As friends and followers of PiLA know, we made the decision in March 2020 to suspend the 2019-2020 program and ask Fellows to return home, though a few were able to continue to serve their partner organizations remotely. After a delayed placement period, we are happy to be proceeding with a small group of new PiLA Fellows for the 2020-2021 cycle, all beginning their work remotely. We are planning a standard fall application schedule for the 2021-2022 program, but just as the 2020-2021 PiLA Fellows are starting their placements remotely, it is possible that 2021-2022 placements will be partly remote. The specifics of the 2021-2022 fellowship program will depend on global and regional travel, health, and security conditions next year. No matter the shape and realities of forthcoming PiLA placements, we are confident in our Fellows’ ability to provide valuable support and in our partners’ ability to offer a meaningful service experience as well as opportunities to contribute to social change and to recovery from the economic and public health challenges exacerbated by the COVID-19  pandemic.

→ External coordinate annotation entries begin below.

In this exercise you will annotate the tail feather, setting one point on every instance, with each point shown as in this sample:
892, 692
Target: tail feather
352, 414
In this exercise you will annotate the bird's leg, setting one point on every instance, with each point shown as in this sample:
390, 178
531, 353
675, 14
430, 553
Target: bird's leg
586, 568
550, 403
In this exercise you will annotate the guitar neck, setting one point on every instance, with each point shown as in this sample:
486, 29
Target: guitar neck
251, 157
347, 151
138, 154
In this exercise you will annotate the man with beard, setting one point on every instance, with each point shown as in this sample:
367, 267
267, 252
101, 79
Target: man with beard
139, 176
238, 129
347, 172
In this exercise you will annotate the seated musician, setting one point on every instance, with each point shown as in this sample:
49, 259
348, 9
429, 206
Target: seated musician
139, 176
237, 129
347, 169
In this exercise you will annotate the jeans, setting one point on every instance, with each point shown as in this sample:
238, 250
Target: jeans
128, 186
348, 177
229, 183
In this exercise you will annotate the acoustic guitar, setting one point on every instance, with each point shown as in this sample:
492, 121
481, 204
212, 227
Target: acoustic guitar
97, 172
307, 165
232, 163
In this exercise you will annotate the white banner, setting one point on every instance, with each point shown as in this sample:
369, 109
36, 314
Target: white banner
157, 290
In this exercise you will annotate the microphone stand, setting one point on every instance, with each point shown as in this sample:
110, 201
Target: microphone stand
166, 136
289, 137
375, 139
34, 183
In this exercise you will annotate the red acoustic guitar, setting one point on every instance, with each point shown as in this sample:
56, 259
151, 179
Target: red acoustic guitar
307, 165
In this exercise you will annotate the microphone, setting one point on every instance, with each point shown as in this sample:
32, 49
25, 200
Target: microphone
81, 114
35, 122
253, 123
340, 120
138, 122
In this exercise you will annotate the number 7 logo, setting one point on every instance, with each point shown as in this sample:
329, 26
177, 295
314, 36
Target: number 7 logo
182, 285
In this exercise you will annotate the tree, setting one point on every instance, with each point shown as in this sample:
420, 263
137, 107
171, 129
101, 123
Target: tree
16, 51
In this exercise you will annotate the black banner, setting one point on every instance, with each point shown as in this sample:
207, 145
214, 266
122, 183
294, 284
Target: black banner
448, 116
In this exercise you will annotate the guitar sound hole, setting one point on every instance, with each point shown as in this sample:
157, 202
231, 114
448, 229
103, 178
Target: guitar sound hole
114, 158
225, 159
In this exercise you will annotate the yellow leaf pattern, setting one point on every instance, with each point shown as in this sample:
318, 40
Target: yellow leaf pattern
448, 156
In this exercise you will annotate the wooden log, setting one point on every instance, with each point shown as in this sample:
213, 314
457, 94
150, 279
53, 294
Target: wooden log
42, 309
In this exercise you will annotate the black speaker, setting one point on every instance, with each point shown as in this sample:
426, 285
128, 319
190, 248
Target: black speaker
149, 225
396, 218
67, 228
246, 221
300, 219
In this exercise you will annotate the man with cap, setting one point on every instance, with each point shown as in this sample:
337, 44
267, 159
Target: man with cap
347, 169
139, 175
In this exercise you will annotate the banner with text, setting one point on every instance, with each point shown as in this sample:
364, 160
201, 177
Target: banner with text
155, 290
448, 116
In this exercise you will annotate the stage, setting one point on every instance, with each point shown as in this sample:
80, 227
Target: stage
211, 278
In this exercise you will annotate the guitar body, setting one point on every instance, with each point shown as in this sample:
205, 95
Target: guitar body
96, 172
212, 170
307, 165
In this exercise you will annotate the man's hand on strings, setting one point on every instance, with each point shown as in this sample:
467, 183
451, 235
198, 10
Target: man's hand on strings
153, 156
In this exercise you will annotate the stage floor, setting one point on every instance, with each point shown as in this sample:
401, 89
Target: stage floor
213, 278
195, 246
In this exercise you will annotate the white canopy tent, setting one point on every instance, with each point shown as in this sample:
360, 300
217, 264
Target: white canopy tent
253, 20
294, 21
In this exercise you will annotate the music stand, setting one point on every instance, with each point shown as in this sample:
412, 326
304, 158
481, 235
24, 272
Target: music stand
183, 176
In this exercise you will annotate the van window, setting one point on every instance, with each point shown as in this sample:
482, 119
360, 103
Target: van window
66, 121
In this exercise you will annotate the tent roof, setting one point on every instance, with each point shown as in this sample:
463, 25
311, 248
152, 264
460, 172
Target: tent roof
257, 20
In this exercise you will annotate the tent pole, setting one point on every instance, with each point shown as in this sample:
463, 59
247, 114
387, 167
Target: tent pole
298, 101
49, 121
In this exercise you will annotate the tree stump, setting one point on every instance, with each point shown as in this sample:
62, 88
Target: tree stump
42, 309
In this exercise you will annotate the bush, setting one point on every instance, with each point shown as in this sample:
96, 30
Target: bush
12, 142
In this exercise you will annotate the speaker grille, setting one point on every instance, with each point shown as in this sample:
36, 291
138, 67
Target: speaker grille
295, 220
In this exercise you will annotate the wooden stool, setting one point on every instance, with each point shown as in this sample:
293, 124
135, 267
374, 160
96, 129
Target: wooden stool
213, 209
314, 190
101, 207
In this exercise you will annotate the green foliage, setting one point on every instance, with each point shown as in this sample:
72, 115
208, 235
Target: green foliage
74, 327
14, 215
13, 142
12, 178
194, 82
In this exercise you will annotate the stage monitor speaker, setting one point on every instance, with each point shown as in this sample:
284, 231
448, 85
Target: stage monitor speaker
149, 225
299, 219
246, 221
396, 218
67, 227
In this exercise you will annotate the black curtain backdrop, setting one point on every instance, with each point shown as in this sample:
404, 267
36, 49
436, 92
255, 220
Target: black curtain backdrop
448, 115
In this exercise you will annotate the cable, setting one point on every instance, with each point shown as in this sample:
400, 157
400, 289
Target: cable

The numbers of potential PiLA placements (and finalists for those placements) have not yet been defined, as we and our valued partner organizations are operating under multiple uncertainties. Program selectivity rates may be higher this year than in previous years due to increased demand as well as placement uncertainties. New applicants should understand that now, as in previous years, applying for a PiLA fellowship means applying for the opportunity to be considered for various placements, and not applying for any one position or organization.

Through the pandemic and its challenges, we remain committed to searching for the best fellowship experiences we can offer to the talented young professionals that continue to expand the PiLA family as we move toward twenty years of PiLA placements.

The PiLA Team




June 2020

PiLA continues to regard the health and safety of our Fellows as our foremost responsibility. Due to repercussions of the coronavirus pandemic including ongoing health concerns and travel restrictions in much of Latin American and the Caribbean, PiLA has decided to suspend in-country placements for 2020-2021 but will plan for a resumption, conditions permitting, for 2021-2022.

Though some of our partner organizations have canceled placements, several will be able to accept PiLA Fellows that have the capacity to work remotely from their residences in the US or Canada. A remote fellowship assumes the same professionalism and commitment to excellence and remote Fellows will report periodically and be in communication with the PiLA Team throughout the year as has been expected for the preceding 17 years.

All finalists for 2020-2021 will have the option to defer finalist status to be considered within the applicant pool for placements beginning in summer 2021. We would like to thank our finalists for their patience and understanding and for their commitment to improving lives, living conditions, and the environment in Latin America.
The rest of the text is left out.